The Cadence of Grass was published by Knopf in 2002. Sunny Jim Whitelaw, a ranching patriarch in Montana, dies and his will contains a poisonous provision: his daughter Evelyn can inherit the family’s bottling plant only if she remains married to her husband Stuart, whom Sunny Jim despised. If she divorces Stuart, the business goes to Stuart instead.
The novel follows the family’s response to this impossible situation: Evelyn, trapped in a marriage she wants to end; Stuart, suddenly empowered by a will designed to humiliate him; Evelyn’s sister Natalie, a recovering alcoholic whose instability threatens everyone; and Bill Champion, the ranch foreman with whom Evelyn is involved. The will becomes a machine that forces every character to reveal their true nature — their capacity for loyalty, vengeance, and self-interest.
McGuane’s late style is fully achieved here: spare, precise, simultaneously comic and melancholy. The sentences are shorter than in the early novels, the metaphors fewer and more exact, and the emotional register wider — encompassing genuine tenderness alongside the characteristic irony.
Collecting The Cadence of Grass
First edition (Knopf, New York, 2002): Boards with dust jacket.
Market values:
- First edition, fine in jacket: $15–$30
- Signed first: $30–$60
Projected values (2026–2036): Modest appreciation.
Family and Inheritance
The dead patriarch’s will — requiring his daughter Evelyn to stay married to her worthless husband Stuart in order to inherit the ranch — is one of McGuane’s most inventive plot devices. It transforms a domestic comedy into a study of how money and property distort family relationships. Evelyn’s response (she tries to get Stuart killed on a backcountry horse trip) is both darkly funny and entirely logical within the world McGuane constructs.

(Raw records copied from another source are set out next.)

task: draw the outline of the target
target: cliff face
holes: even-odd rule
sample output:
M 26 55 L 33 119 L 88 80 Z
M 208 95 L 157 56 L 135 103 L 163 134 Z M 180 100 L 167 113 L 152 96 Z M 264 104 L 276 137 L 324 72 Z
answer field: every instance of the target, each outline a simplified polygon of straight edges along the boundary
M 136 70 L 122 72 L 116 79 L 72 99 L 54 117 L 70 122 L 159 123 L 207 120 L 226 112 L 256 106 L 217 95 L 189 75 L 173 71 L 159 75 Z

Frequently Asked Questions
What role do horses play in McGuane’s life and fiction? McGuane is a competitive cutting horse rider of national standing. Horses appear in nearly all his Montana novels — not as scenery but as working animals requiring specific skills, patience, and physical courage. He writes about horses with the same technical precision that Hemingway brought to bullfighting.